An Attempt to Bring Together a Variety of Recent Issues
I know the hoopla about Terry Deary is old news already, but I keep thinking about it, circling back around to it.
Despite my powerful and vociferous reaction to his statements about the value of public libraries, there’s something about this situation that still isn’t resolved in my mind. And I think I know what it is.
Terry Deary is absolutely, 100% wrong about the “concept behind libraries”. Which begs an essential question:
How did a well-educated, literate man come to view public libraries so wrongly in the first place?
Mr. Deary looks at public libraries and all he sees are purveyors and panderers of popular entertainment. He doesn’t see our research resources, our literacy initiatives, our job search assistance, our government documents collections, or our social services. He doesn’t see our partnerships with local school systems and cultural institutions. He doesn’t see community use spaces and safe places to for people to hang out. He doesn’t see a champion of informed democracy and self-improvement. He doesn’t see librarians as curators of information, experts to guide people through society’s myriad information resources.
The obvious reason is because Mr. Deary is driven by self-interest as an author and he views libraries as competition for paying distribution channels. But he’s far from the only one who views public libraries this way… and most of the people who share his view don’t depend on popular entertainment to make their living. How is it possible that our core mission, the values that drive our services, have gotten so lost to so many?
At this point, my thoughts come back to a question I asked in my post on patron privacy and ebook lending:
Are we too eager to give people what they want? Have we allowed this desire to please to undermine our responsibility to provide people with what they need?
Patron driven acquisitions is one of the Big Ideas du jour in library-land. It presents some very real benefits – it’s a powerful way to deepen our connections to our communities by making our patrons direct stakeholders in their library systems.

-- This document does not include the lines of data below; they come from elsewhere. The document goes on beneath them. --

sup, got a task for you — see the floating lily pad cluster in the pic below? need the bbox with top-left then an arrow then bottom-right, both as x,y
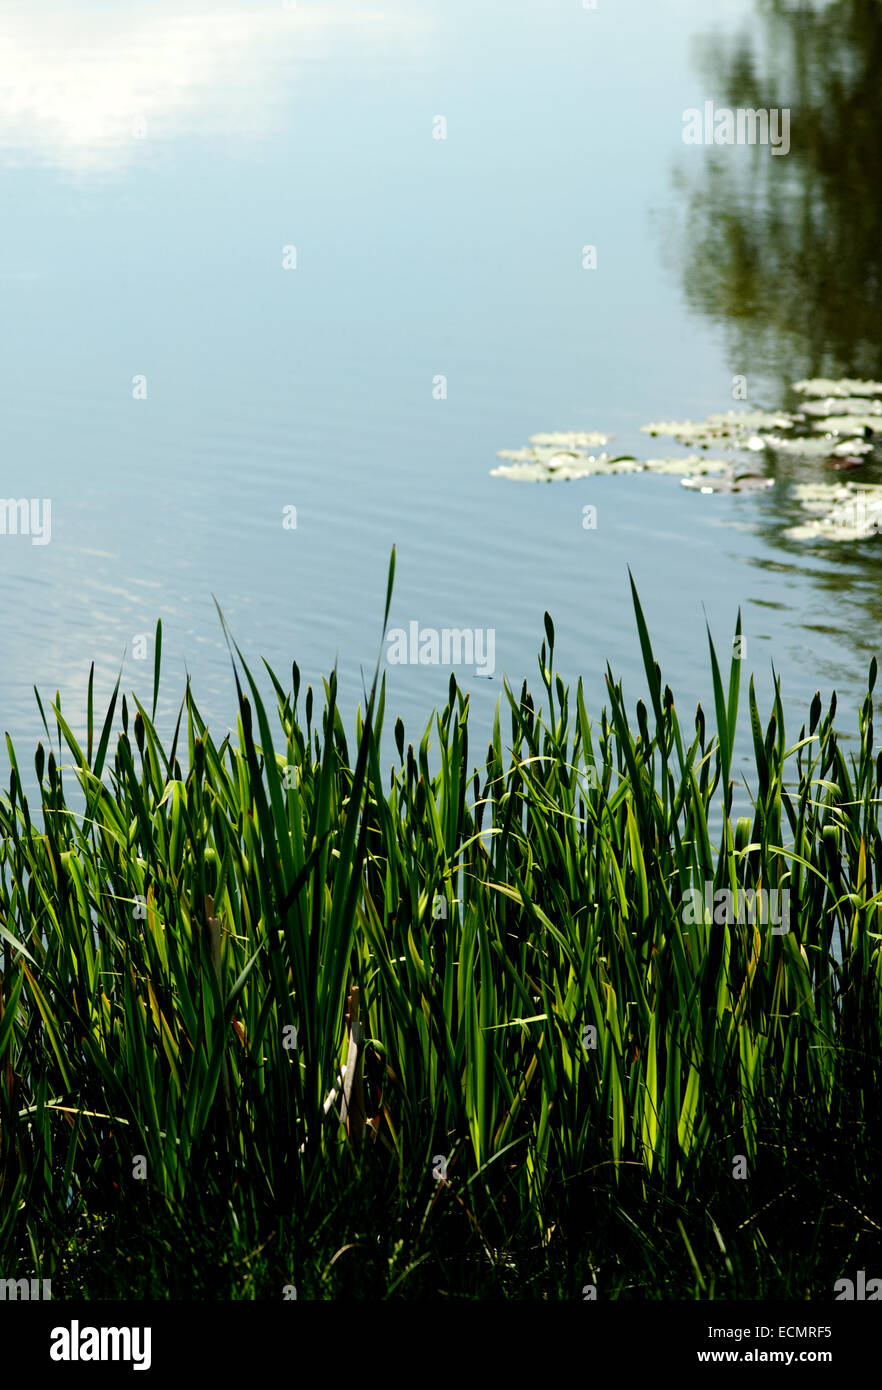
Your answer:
758,433 -> 872,459
492,431 -> 734,484
491,431 -> 633,482
798,397 -> 882,416
640,386 -> 882,468
792,378 -> 882,397
784,481 -> 882,541
641,409 -> 793,452
681,472 -> 775,495
493,379 -> 882,539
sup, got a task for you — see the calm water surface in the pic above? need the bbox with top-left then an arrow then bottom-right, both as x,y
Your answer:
1,0 -> 880,785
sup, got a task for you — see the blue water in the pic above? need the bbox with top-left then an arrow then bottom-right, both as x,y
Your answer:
1,0 -> 879,792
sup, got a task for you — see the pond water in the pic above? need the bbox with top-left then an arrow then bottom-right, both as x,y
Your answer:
1,0 -> 880,790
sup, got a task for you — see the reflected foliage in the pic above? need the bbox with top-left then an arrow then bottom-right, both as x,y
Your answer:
669,0 -> 882,389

The cynical curmudgeon in me wonders if PDA puts too many of our resources at the mercy of fad and fashion. After all, wants aren’t always needs – and whim is not a good policy for collection development.

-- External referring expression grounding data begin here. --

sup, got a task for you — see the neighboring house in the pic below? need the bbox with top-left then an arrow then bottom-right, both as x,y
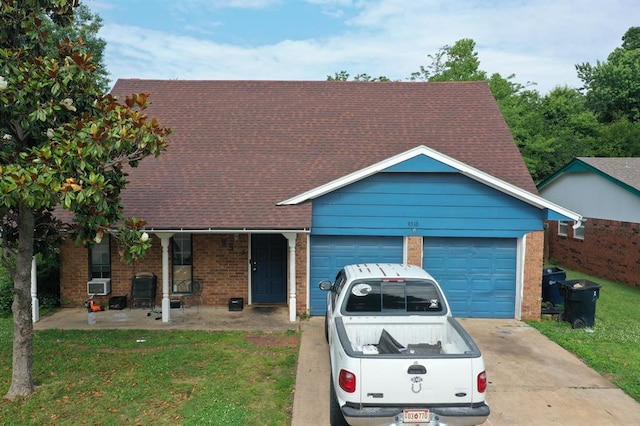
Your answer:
59,80 -> 582,322
538,157 -> 640,288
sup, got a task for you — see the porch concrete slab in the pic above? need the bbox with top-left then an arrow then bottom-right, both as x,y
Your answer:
33,306 -> 297,332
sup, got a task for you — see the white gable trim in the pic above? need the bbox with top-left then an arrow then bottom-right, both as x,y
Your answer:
278,145 -> 583,224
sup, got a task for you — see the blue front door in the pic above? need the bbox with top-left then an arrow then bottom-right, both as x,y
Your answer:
251,234 -> 287,304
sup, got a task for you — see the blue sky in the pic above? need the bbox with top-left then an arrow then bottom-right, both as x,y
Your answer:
87,0 -> 639,94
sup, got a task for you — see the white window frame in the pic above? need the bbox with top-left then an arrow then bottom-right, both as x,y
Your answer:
558,221 -> 568,237
573,222 -> 585,240
172,233 -> 193,290
90,237 -> 111,279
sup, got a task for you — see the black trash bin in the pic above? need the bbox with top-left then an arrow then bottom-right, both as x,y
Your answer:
542,267 -> 566,307
559,279 -> 601,329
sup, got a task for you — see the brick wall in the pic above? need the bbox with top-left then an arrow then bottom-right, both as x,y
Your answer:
547,219 -> 640,288
406,236 -> 423,266
295,234 -> 308,316
59,238 -> 90,307
522,231 -> 544,321
192,234 -> 249,306
59,233 -> 309,314
61,234 -> 163,307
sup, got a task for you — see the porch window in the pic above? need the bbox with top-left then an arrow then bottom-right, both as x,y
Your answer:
558,221 -> 568,236
573,222 -> 585,240
90,237 -> 111,279
172,234 -> 193,292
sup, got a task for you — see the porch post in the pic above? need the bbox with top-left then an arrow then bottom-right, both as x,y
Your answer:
31,256 -> 39,323
283,233 -> 297,322
156,233 -> 174,323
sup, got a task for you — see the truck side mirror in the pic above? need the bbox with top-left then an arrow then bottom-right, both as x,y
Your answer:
318,280 -> 333,291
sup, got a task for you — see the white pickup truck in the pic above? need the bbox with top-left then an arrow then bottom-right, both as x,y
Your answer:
320,263 -> 490,426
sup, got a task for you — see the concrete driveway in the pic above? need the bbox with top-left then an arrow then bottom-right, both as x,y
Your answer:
292,317 -> 640,425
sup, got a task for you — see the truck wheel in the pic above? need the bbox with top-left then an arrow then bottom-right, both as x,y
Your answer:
330,379 -> 349,426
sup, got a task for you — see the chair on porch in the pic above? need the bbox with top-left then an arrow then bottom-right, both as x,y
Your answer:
170,278 -> 203,312
131,272 -> 157,310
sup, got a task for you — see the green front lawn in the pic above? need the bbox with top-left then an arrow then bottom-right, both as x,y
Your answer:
530,267 -> 640,402
0,325 -> 299,425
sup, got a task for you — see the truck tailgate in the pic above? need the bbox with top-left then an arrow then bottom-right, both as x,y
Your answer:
359,356 -> 474,405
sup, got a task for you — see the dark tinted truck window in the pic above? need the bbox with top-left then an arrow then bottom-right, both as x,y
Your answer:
344,280 -> 443,314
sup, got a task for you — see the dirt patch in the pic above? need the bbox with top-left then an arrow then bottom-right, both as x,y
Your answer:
245,334 -> 300,348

There’s a reason why librarians go to school to learn resource evaluation skills and develop the expertise to select the most beneficial. There’s a reason we need to be credentialed to do collection development. I’m not sold on the idea of turning too much of this authority over to people who don’t have our training.
(Yes, I know that collection development librarians still oversee and evaluate PDA systems and we’re not turning the asylum over to the inmates. But I’m trying to make point here!)
I think PDA presents an attractive short-cut. While it’s appealing in the directness with which it allows us to get patron input, there are better and more meaningful ways for us to interact with our patrons. I think this lies at the core of my misgivings over PDA: it’s a one-way channel – it’s not actually a method for communicating with people.
To bring this back to my larger point, PDA is representative of how our relationships with our communities are changing.
I fear that we’re in danger of over-valuing the desire to keep our patrons happy at the cost of under-valuing our responsibility to provide truly substantive and useful resources. That we’ve started down a path of prioritizing wants over needs.
I think that’s how people like Terry Deary come to see us so wrongly.
I’m not knocking popular entertainment. It plays an essential and important role in all our lives. But libraries are only one of many institutions that can fill this need.
There are resources and services that libraries provide that other institutions can’t. These are the services that give libraries real value – not our popular fiction collections. These are the things that show Mr. Deary how wrong he is about us.
Through all the excitement about new technology and the many wondrous things it makes possible, through continued attacks on our usefulness and questions about our relevancy – now more than ever, we must hold to our core principles and original missions.
Where technology serves those missions, we need to embrace it – but still with care to ensure that we’re not undermining our ultimate responsibilities to our patrons.
But we can’t allow ourselves to become distracted from the things that make us unique and truly valuable in our zeal to be all things to all people.
[Author’s Note: See this post for an example of me defending libraries’ rights and virtue in providing popular entertainment to our patrons. Because I’m nothing if not somewhat confused.]